Moreover, the person shall be informed of the identity of the
surrogate decision maker and of any decision made by the
surrogate.
§16-30B-6. Selection of a surrogate.
(a) When a person is incapacitated, the health care provider
must make reasonable inquiry as to the availability and authority
of a representative under the Medical Power of Attorney Act.
When no representative is authorized and/or available, and
willing to serve, the health care provider must make a reasonable
inquiry as to the availability of possible surrogates listed in
items (1) through (8):
(1) The person's guardian of the person or committee;
(2) The person's spouse;
(3) Any adult child of the person;
(4) Either parent of the person;
(5) Any adult sibling of the person;
(6) Any adult grandchild of the person;
(7) A close friend of the person; and
(8) Such other persons or classes of persons including, but
not limited to, such public agencies, public guardians, other
public officials, public and private corporations, and other
representatives as the department of health and human resources
may from time to time designate in its rules promulgated pursuantto chapter twenty-nine-a of this code.
(b) After the inquiry, the health care provider shall rely
on surrogates in the order of priority set forth above, provided:
(1) Where there are multiple possible surrogate decision
makers at the same priority level, the health care provider
shall, after reasonable inquiry, choose as the surrogate the one
who reasonably appears to be best qualified. In determining who
appears to be best qualified, the health care provider shall give
special consideration to whether the proposed surrogate
reasonably appears to be better able to make decisions either in
accordance with the known wishes of the person or in accordance
with the person's best interests. The health care provider shall
consider in this determination the proposed surrogate's regular
contact with the person prior to and during the incapacitating
illness, his or her demonstrated care and concern, and his or her
availability to visit the person during the illness and to engage
in face-to-face contact with the provider for the purposes of
fully participating in the decision-making process; or
(2) The health care provider may rely instead on a proposed
surrogate lower in the priority if, in the provider's judgment,
such individual is best qualified as described in subsection
(b)(1) to serve as the person's surrogate. The health care
provider shall document in the medical record his or her reasons
for selecting a surrogate in exception to the priority order in
subsection (a).
(c) The surrogate decision maker, as identified by thehealth care provider, is authorized to make health care decisions
on behalf of the person without court order or judicial
involvement. The health care provider may rely on the decisions
of the surrogate if the provider believes, after reasonable
inquiry, that a representative under a valid, applicable medical
power of attorney is unavailable, and there is no other
applicable advance directive:
Provided,
That there is no reason
to believe that the health care decisions are contrary to the
person's religious beliefs or that there is not actual notice of
opposition to such health care decisions to the health care
provider by a member of the same or a prior class.
(d) In the event an individual in a higher, or lower, or the
same priority level seeks to challenge the selection of or the
decision of the identified surrogate decision maker, the
challenging party may initiate declaratory proceedings in the
circuit court of the county in which the incapacitated person
resides. Any health care provider or other person is not
required to seek declaratory relief.
(e) Any surrogate who becomes unavailable for any reason may
be replaced by applying the provisions of this section in the
same manner as for the initial choice of surrogate.

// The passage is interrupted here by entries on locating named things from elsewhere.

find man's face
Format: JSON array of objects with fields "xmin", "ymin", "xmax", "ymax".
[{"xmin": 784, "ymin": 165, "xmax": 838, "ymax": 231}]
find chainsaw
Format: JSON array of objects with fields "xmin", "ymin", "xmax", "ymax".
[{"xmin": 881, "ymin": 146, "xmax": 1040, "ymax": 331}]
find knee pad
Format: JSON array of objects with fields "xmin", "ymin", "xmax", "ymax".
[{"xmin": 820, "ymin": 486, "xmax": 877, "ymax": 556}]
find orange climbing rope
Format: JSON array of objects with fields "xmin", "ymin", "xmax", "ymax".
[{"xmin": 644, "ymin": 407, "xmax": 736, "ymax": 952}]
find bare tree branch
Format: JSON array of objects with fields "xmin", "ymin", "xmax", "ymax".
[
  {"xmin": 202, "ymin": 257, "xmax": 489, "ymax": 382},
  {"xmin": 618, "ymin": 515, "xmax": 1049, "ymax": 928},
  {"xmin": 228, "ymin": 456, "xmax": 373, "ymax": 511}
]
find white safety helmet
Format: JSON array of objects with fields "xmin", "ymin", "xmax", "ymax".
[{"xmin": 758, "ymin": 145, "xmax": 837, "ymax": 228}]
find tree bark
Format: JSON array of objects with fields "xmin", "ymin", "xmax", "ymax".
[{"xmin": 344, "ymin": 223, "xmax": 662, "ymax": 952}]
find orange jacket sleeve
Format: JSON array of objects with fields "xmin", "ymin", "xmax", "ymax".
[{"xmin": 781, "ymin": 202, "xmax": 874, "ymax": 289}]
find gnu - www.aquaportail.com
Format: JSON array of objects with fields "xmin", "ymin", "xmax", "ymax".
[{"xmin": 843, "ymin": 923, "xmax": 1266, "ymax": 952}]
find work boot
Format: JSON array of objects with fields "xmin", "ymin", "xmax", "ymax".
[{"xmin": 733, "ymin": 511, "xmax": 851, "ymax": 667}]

(f) In the event an individual of a higher priority to an
identified surrogate becomes available and willing to be the
surrogate, the individual with higher priority may be identified
as the surrogate unless the provisions of subsection (b) apply.
(g) The authority of the surrogate expires when the personis no longer incapacitated or when the surrogate is unwilling or
unable to continue to serve.
§16-30B-7. Surrogate decision-making standards.
(a) General standards.
The surrogate shall make health care decisions:
(1) In accordance with the person's wishes, including
religious and moral beliefs; or
(2) In accordance with the person's best interests if these
wishes are not reasonably known and cannot with reasonable
diligence be ascertained, in accordance with the person's best
interest; and
(3) Which reflect the values of the person, including the
person's religious and moral beliefs, to the extent they are
reasonably known or can with reasonable diligence be ascertained.
(b) Assessment of best interests.
An assessment of the person's best interests shall include
consideration of the person's medical condition, prognosis, the
dignity and uniqueness of every person, the possibility and
extent of preserving the person's life, the possibility of
preserving, improving or restoring the person's functioning, the
possibility of relieving the person's suffering, the balance of
the burdens to the benefits of the proposed treatment or
intervention, and such other concerns and values as a reasonable
individual in the person's circumstances would wish to consider.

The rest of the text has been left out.